Iraq too was managing its own affairs. Saddam Hussein’s government nationalized oil production in 1972. With new wealth applied to people’s basic needs, Iraq’s standard of living was tops in the Middle East in 1990. An increasingly urbanized population benefitted from low unemployment, schools worthy of UNESCO commendation, and free health care for the vast majority. Infant mortality and illiteracy rates were low. Women had rights and held high positions in businesses and government.

By 2007, however, U.S. economic sanctions and war had undone these achievements. Mortality rates for younger Iraqi children had moved from 50 to 125 per thousand live births per annum. Iraqi people enjoying access to clean water fell from 90 to 30 percent. Access to sewage systems was 20 percent. Illiteracy rates dropped 25 percent, and unemployment approached 70 percent. Iraq’s 2009 poverty rate was 22 percent, figured at monthly family earnings of $67 or less.

U. S. wars in Libya and Iraq convey three messages to affected populations: Your wealth and resources are ours, your lives do not concern us, and you can’t do anything about it. The message to any and all is that standing up for national independence and for meaningful, safe lives is dangerous.

Recent Yugoslavian history demonstrates this last teaching point. Yugoslavs had experienced decades of state planning resulting in health care and education for all and universal access to public transportation, housing, and utilities. By 1980, a 72 year life expectancy in the multi-ethnic nation exceeded that of the United States. Yugoslavia became an economic power.

During the 1980’s, however, international debts impelled the government to back off from defending hard-won rights. Unions and popular movements rose up and continued with protests after the Soviet Bloc collapsed in 1991. The Serbian government of Slobodan Milosevic collaborated with European and U.S. power brokers, using ethnic divisions to blunt opposition. Milosevic’s usefulness ended in 1997 following electoral defeats and weeks of labor-led, anti-government demonstrations. The U.S. government had been channeling economic aid to breakaway states.

NATO forces bombed Serbia in 1999 for 79 days. Bombs hit public and private housing, roads, bridges, factories, power stations, water systems, hospitals, and schools. Around 500 civilians died. For analyst Michael Parenti, the purpose of the assault was to create “a world in which capital rules supreme with no labor unions to speak of; no prosperous, literate, well-organized working class with rising expectations; no pension funds or medical plans or environmental, consumer, and occupational protections.”

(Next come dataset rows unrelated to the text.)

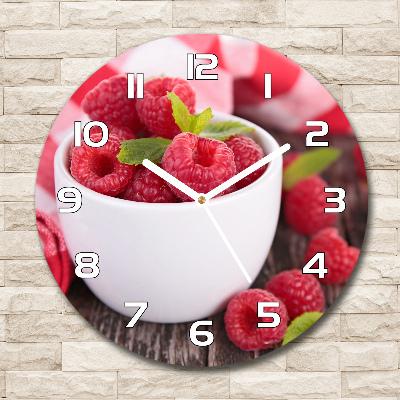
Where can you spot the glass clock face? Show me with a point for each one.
(201, 200)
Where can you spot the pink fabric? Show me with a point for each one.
(55, 250)
(296, 98)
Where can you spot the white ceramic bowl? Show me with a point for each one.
(170, 255)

NATO and/or U.S. take-down of governments visibly, successfully, and independently serving people’s needs is obvious, as unsavory as Libyan and Iraqi regimes may have been. Explicit articulation of policies aimed at knocking off regional models of independence is more obscure. But in a different setting, employers do benefit from a “reserve army of the unemployed,” and rarely say so. Peoples and employed workers alike are supposed to sense, on their own, the precariousness of their respective situations and remain docile.

Popular odium at NATO’s brutal history is percolating. Many of those unenthusiastic about empire and capitalist domination are preparing for demonstrations on Chicago’s streets as one way to greet NATO leaders meeting there in May 2012.